The problem is none of that is true. Films like Groundhog Day work because the people become more than the sum of these stereotypes revealing personas that are as complicated, unique and well-rounded as anyone else's. Movies like Fargo work because they don’t make fun of their character’s eccentricities but instead embraces them, their more peculiar qualities just another facet to their natures making them even more genuine and real.

 

This movie doesn’t understand any of that, choosing instead to point a finger at its cinematic populace and madly scream, “Ha-ha!” It treats them, not just like morons, but as fodder for every bad joke and inane idea probably ever imagined, and once I realized this was all there was and that Rance and Cox had nothing else of interest to say I pretty much said the heck with it and attempted to tune the final few acts of it out.

 

Admittedly, Zellweger admirably throws herself into the picture as if it were of high enough pedigree it might win her a second Academy Award. Even better, she has solid chemistry with Connick, Jr., the two of them having a couple of sweetly intoxicating moments of endearing intimacy that totally made me smile.
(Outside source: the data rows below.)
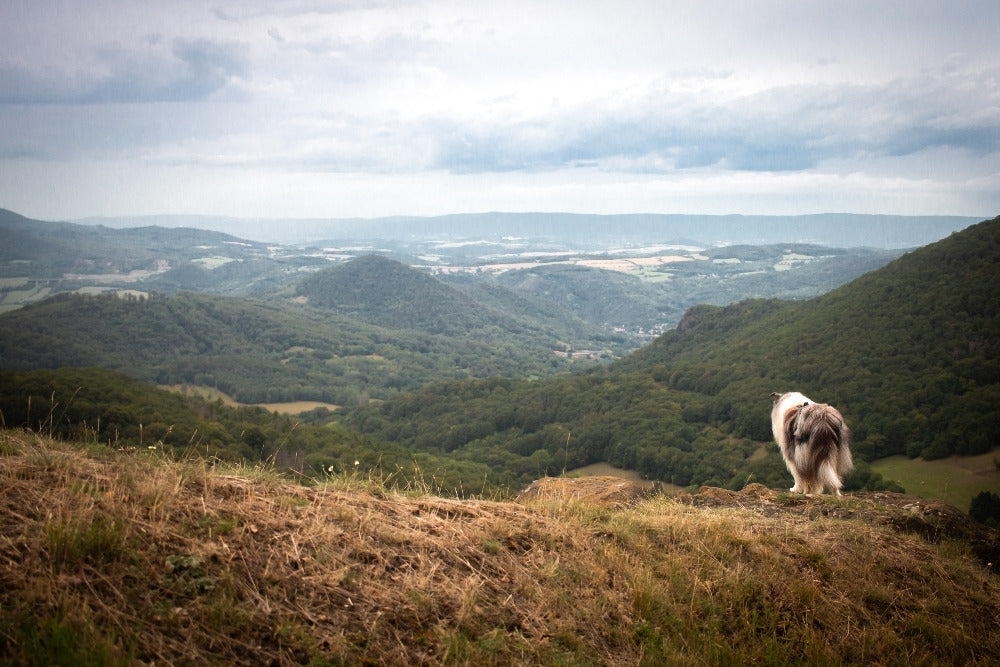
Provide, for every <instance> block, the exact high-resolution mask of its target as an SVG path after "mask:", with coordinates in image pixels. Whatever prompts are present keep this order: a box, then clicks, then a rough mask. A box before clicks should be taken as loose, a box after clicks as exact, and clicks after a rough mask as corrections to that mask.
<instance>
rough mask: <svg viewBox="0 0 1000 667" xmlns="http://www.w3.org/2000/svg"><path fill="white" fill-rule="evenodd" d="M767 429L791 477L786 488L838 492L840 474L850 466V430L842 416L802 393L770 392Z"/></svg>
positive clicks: (850, 457) (796, 491) (805, 492)
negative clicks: (769, 414)
mask: <svg viewBox="0 0 1000 667" xmlns="http://www.w3.org/2000/svg"><path fill="white" fill-rule="evenodd" d="M771 398H772V399H774V407H773V408H772V409H771V430H772V431H773V432H774V439H775V440H776V441H777V442H778V447H779V448H780V449H781V455H782V457H784V459H785V465H786V466H788V472H790V473H792V477H793V478H795V486H793V487H792V488H791V489H790V491H792V492H797V493H806V494H809V493H823V489H824V487H827V488H830V489H831V490H832V491H833V492H834V493H835V494H837V495H838V496H839V495H840V487H841V486H843V482H841V477H843V476H844V475H846V474H847V473H849V472H850V471H851V469H852V468H853V467H854V462H853V461H852V460H851V449H850V445H851V431H850V430H849V429H848V428H847V424H846V423H845V422H844V418H843V416H841V414H840V413H839V412H837V410H836V409H835V408H834V407H833V406H830V405H827V404H825V403H814V402H812V401H811V400H809V399H808V398H806V397H805V396H803V395H802V394H800V393H798V392H797V391H795V392H789V393H786V394H778V393H774V394H771Z"/></svg>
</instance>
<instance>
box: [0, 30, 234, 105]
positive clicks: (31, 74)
mask: <svg viewBox="0 0 1000 667" xmlns="http://www.w3.org/2000/svg"><path fill="white" fill-rule="evenodd" d="M161 41H162V40H161V39H158V38H153V37H151V38H149V39H147V40H146V41H145V43H144V45H143V47H144V48H143V49H142V50H140V51H125V50H122V49H120V48H110V47H103V48H101V49H98V51H97V60H98V62H99V63H100V64H101V65H102V67H101V68H100V71H91V72H89V73H84V74H57V73H54V72H35V71H31V70H29V69H28V68H26V67H11V66H8V67H4V68H0V104H85V105H86V104H106V103H133V102H139V103H142V102H178V101H194V100H200V99H205V98H207V97H209V96H210V95H212V94H213V93H215V92H217V91H219V90H221V89H222V88H224V87H225V86H226V84H228V83H229V82H230V81H232V80H234V79H246V78H248V77H249V75H250V71H251V68H250V60H249V57H248V54H247V48H246V47H245V46H244V45H242V44H238V43H231V42H228V43H221V42H213V41H209V40H182V39H176V40H173V41H172V42H171V43H170V48H169V51H168V50H166V49H164V46H163V45H162V44H161ZM95 69H96V68H95ZM84 72H86V70H84Z"/></svg>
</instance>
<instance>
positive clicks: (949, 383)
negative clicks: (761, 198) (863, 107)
mask: <svg viewBox="0 0 1000 667" xmlns="http://www.w3.org/2000/svg"><path fill="white" fill-rule="evenodd" d="M998 295H1000V218H998V219H994V220H992V221H987V222H983V223H981V224H979V225H976V226H973V227H971V228H969V229H967V230H965V231H963V232H961V233H957V234H954V235H952V236H951V237H949V238H948V239H945V240H942V241H940V242H938V243H935V244H932V245H930V246H928V247H925V248H922V249H920V250H917V251H914V252H912V253H909V254H907V255H905V256H904V257H902V258H900V259H898V260H896V261H895V262H893V263H891V264H889V265H888V266H886V267H884V268H883V269H880V270H878V271H874V272H872V273H869V274H866V275H865V276H863V277H861V278H859V279H857V280H855V281H853V282H852V283H849V284H847V285H845V286H843V287H841V288H839V289H837V290H834V291H833V292H831V293H829V294H827V295H824V296H822V297H817V298H815V299H812V300H809V301H803V302H789V301H777V300H752V301H745V302H741V303H738V304H734V305H731V306H726V307H715V306H701V307H696V308H693V309H691V310H690V311H689V312H688V313H687V315H686V316H685V317H684V319H683V320H682V321H681V323H680V325H679V326H678V327H677V329H676V330H674V331H671V332H668V333H666V334H664V335H663V336H661V337H660V338H659V339H658V340H657V341H655V342H654V343H653V344H652V345H650V346H647V347H646V348H643V349H642V350H639V351H638V352H636V353H634V354H632V355H630V356H629V357H627V358H626V359H623V360H621V361H620V362H617V363H615V364H614V365H613V366H612V367H610V368H607V369H601V370H597V371H593V372H590V373H588V374H585V375H580V376H577V377H573V378H567V379H561V380H556V381H551V382H544V383H526V382H518V381H507V380H503V381H501V380H496V381H479V382H466V383H453V384H442V385H435V386H431V387H427V388H424V389H422V390H420V391H419V392H416V393H415V394H413V395H409V396H403V397H400V398H398V399H394V400H392V401H389V402H387V403H385V404H381V405H378V406H371V407H369V408H366V409H363V410H358V411H355V412H353V413H351V414H350V415H349V417H348V419H347V422H348V423H349V424H351V425H353V426H354V427H356V428H358V429H360V430H362V431H363V432H366V433H370V434H373V435H377V436H378V437H380V438H384V439H387V440H390V441H393V442H397V443H400V444H404V445H406V446H408V447H413V448H416V449H420V450H426V451H448V452H451V453H452V455H453V456H455V457H458V458H464V459H469V460H474V461H485V462H488V463H490V465H491V466H494V467H496V468H502V467H504V466H511V465H513V464H514V463H515V462H523V461H525V460H528V461H532V462H534V463H535V464H536V465H537V466H538V468H539V469H540V470H548V471H550V472H556V471H559V470H561V469H564V468H573V467H575V466H579V465H584V464H588V463H593V462H597V461H608V462H611V463H613V464H615V465H619V466H622V467H627V468H635V469H637V470H640V471H641V472H643V473H644V474H646V475H648V476H650V477H653V478H657V479H661V480H664V481H672V482H675V483H678V484H681V485H688V484H714V485H719V486H730V487H740V486H742V485H743V484H745V483H746V482H747V481H762V482H764V483H765V484H768V485H771V486H776V485H778V484H781V483H783V482H784V481H785V480H784V477H785V476H786V474H787V473H785V472H784V471H783V466H782V464H781V462H780V459H779V457H778V455H777V453H776V451H775V450H774V449H773V448H772V449H771V450H770V451H769V452H768V453H766V454H764V453H763V452H762V451H761V449H760V443H764V442H767V441H769V440H770V438H771V435H770V425H769V413H770V407H771V402H770V399H769V397H768V394H769V393H770V392H772V391H787V390H798V391H802V392H803V393H805V394H807V395H809V396H811V397H812V398H813V399H815V400H817V401H823V402H830V403H833V404H835V405H837V407H838V408H840V409H841V410H842V411H843V412H844V414H845V415H846V416H847V419H848V422H849V424H850V425H851V427H852V428H853V429H854V432H855V436H856V444H855V452H856V455H857V457H858V458H859V459H860V460H861V461H862V463H861V465H859V466H858V470H857V471H856V472H855V474H854V475H853V476H852V478H851V481H850V482H849V485H853V486H854V487H855V488H856V487H857V486H858V485H866V484H868V485H871V484H877V483H878V480H877V479H872V478H871V476H870V474H869V471H868V469H867V467H866V466H865V465H864V461H865V460H872V459H875V458H878V457H882V456H887V455H890V454H895V453H907V454H909V455H911V456H916V455H924V456H927V457H935V456H943V455H946V454H948V453H952V452H954V453H960V454H971V453H976V452H983V451H988V450H989V449H990V448H991V447H994V446H996V444H997V440H996V435H995V425H996V424H998V423H1000V409H998V407H997V406H998V405H1000V361H998V359H1000V356H998V351H1000V350H998V344H1000V343H998V341H1000V319H998V318H1000V296H998Z"/></svg>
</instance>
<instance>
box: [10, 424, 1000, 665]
mask: <svg viewBox="0 0 1000 667" xmlns="http://www.w3.org/2000/svg"><path fill="white" fill-rule="evenodd" d="M234 473H235V474H234ZM0 479H2V480H3V484H2V485H0V528H2V535H4V537H3V538H2V539H0V554H2V559H0V660H2V661H5V662H10V663H13V664H20V663H25V664H80V663H81V662H83V661H86V662H91V663H93V662H100V663H101V664H129V663H133V662H143V663H147V664H148V663H152V662H157V663H168V664H175V663H192V664H194V663H205V662H208V663H218V662H224V663H227V664H265V663H270V664H304V663H310V662H311V663H312V664H388V665H414V664H440V663H459V664H512V663H517V664H543V665H545V664H553V665H554V664H605V665H626V664H630V665H632V664H666V663H700V664H704V663H708V664H723V663H724V664H751V663H755V662H769V663H774V664H792V663H815V664H840V663H850V664H862V663H863V664H879V663H885V662H896V661H898V660H900V659H901V657H903V656H905V657H906V660H907V661H908V662H911V663H915V664H967V665H978V664H984V665H985V664H995V663H996V662H997V661H998V660H1000V602H998V601H1000V584H998V581H997V578H996V574H994V573H991V572H990V571H989V567H988V566H986V564H985V563H983V562H982V561H981V560H978V559H977V558H976V557H975V556H974V554H973V551H972V547H971V546H970V543H969V541H968V540H969V539H970V538H969V535H968V534H966V533H965V532H963V531H964V527H965V526H966V525H967V521H968V520H967V519H964V518H963V517H962V516H961V515H960V513H955V512H954V511H948V510H946V509H941V508H938V507H931V506H926V505H924V504H921V503H920V502H919V501H917V500H916V499H913V498H908V497H898V496H891V495H871V496H862V497H856V498H848V499H844V500H833V499H829V498H812V499H806V498H800V497H796V498H788V497H786V496H783V495H775V494H773V493H772V492H767V491H766V490H761V489H760V488H758V487H753V488H750V489H747V490H746V491H745V492H744V493H742V494H730V495H729V496H727V495H726V494H725V493H719V492H718V491H719V490H717V489H716V490H712V489H706V490H704V491H703V492H702V493H701V494H698V496H694V497H683V498H680V499H678V500H672V499H669V498H663V497H655V498H652V499H650V500H647V501H645V502H640V503H639V504H637V505H635V506H632V507H630V508H625V509H613V508H606V507H598V506H591V505H586V504H580V503H576V502H565V503H559V502H554V503H546V504H536V505H528V506H521V505H516V504H508V503H499V502H491V501H472V500H467V501H458V500H447V499H442V498H436V497H432V496H417V497H412V496H401V495H397V494H395V493H393V492H392V491H391V490H387V489H384V488H382V487H379V486H373V485H372V484H371V483H370V482H367V481H366V480H358V479H356V478H351V477H349V476H345V477H341V478H339V479H337V480H333V481H332V483H330V484H327V485H323V486H318V487H312V488H306V487H302V486H298V485H294V484H290V483H288V482H285V481H282V480H281V479H280V478H278V477H276V476H275V475H274V474H273V473H272V472H269V471H268V470H266V469H260V468H258V469H256V470H236V471H234V470H211V469H209V464H208V463H207V462H205V461H195V460H188V461H186V462H184V463H171V462H169V461H165V460H162V459H157V458H156V457H155V456H145V455H142V454H138V453H137V454H136V455H133V456H122V455H115V454H114V453H113V452H109V451H99V450H94V451H93V452H92V453H90V454H88V453H85V452H84V451H82V450H79V449H75V448H73V447H70V446H67V445H65V444H61V443H55V442H53V441H50V440H46V439H44V438H40V437H38V436H37V435H34V434H31V433H25V432H20V431H2V432H0ZM973 539H974V541H976V540H978V542H979V543H982V544H992V545H993V547H991V548H993V549H995V547H996V544H997V535H996V533H995V532H992V533H990V532H985V533H983V532H977V533H974V534H973ZM983 553H984V554H985V553H987V552H983ZM990 553H995V552H990Z"/></svg>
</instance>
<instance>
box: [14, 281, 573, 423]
mask: <svg viewBox="0 0 1000 667" xmlns="http://www.w3.org/2000/svg"><path fill="white" fill-rule="evenodd" d="M489 333H494V335H488V334H489ZM584 340H587V339H584ZM560 341H561V338H560V336H559V335H558V334H557V333H555V332H551V333H550V332H539V331H538V330H533V331H532V330H528V331H525V332H520V333H519V332H506V333H495V332H483V331H480V332H479V335H478V336H475V337H474V336H461V337H456V336H443V335H433V334H429V333H426V332H420V331H401V330H389V329H385V328H381V327H376V326H373V325H370V324H365V323H363V322H360V321H358V320H353V319H349V318H347V317H345V316H343V315H339V314H337V313H334V312H330V311H329V310H321V309H316V308H309V307H302V306H296V305H294V304H284V303H274V302H263V301H255V300H246V299H238V298H232V297H222V296H213V295H208V294H195V293H190V292H182V293H180V294H178V295H176V296H173V297H165V296H153V297H150V298H148V299H120V298H115V297H114V296H100V297H87V296H79V295H68V294H67V295H58V296H55V297H52V298H50V299H49V300H47V301H44V302H41V303H38V304H34V305H32V306H28V307H25V308H22V309H19V310H17V311H13V312H10V313H5V314H3V315H0V368H5V369H25V370H27V369H36V368H59V367H63V366H100V367H103V368H109V369H113V370H119V371H121V372H124V373H128V374H129V375H131V376H133V377H136V378H139V379H142V380H145V381H147V382H154V383H158V384H179V383H189V384H196V385H207V386H210V387H214V388H216V389H219V390H221V391H223V392H225V393H227V394H229V395H230V396H232V397H233V398H235V399H236V400H238V401H241V402H244V403H254V402H265V401H266V402H277V401H292V400H317V401H325V402H329V403H333V404H337V405H341V404H357V403H358V402H359V400H361V398H362V397H363V396H370V397H373V398H386V397H388V396H390V395H392V394H394V393H398V392H400V391H404V390H412V389H416V388H418V387H420V386H423V385H425V384H427V383H429V382H432V381H440V380H444V379H464V378H469V377H487V376H503V375H507V376H521V375H523V374H536V375H538V376H545V375H550V374H553V373H559V372H566V370H568V368H569V366H568V362H565V361H560V360H559V359H558V358H557V357H556V356H555V355H554V354H553V353H552V350H553V349H554V347H555V346H556V345H557V344H561V343H560ZM562 344H564V343H562Z"/></svg>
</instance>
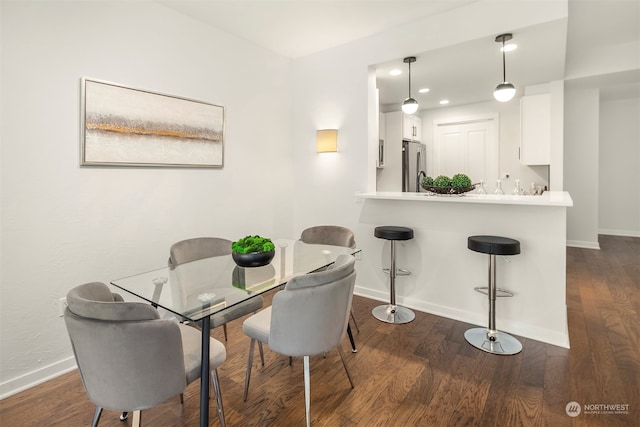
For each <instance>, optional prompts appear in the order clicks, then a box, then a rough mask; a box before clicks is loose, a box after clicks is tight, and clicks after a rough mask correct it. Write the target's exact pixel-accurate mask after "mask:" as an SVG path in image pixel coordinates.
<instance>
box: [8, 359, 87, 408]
mask: <svg viewBox="0 0 640 427" xmlns="http://www.w3.org/2000/svg"><path fill="white" fill-rule="evenodd" d="M76 368H77V365H76V359H75V357H73V356H71V357H69V358H67V359H64V360H61V361H58V362H55V363H52V364H51V365H48V366H44V367H42V368H40V369H36V370H35V371H31V372H28V373H26V374H24V375H21V376H19V377H16V378H13V379H10V380H8V381H4V382H2V383H0V400H2V399H5V398H7V397H9V396H13V395H14V394H17V393H20V392H21V391H24V390H27V389H30V388H32V387H35V386H37V385H40V384H42V383H44V382H47V381H49V380H52V379H54V378H56V377H59V376H60V375H63V374H66V373H67V372H71V371H73V370H74V369H76Z"/></svg>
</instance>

Also, as annoying as the film’s focus on its peripheral characters is (wasting veteran character actors likeFrances Conroy and J.K. Simmons in the process), I did sort of fall in love with Hogan, the actress having a sweet, sing-song demeanor impossible to resist.

 

All of which makes me think that if the movie had gone through another rewrite and if Danish director Jonas Elmer had paid a bit more attention to detail than maybe this might have been a cutely endearing rom-com winner. Instead New in Town is really nothing more than an instantly forgettable waste of time, and when 2009 comes to a close I doubt I’ll remember that I didn’t even slightly enjoy it.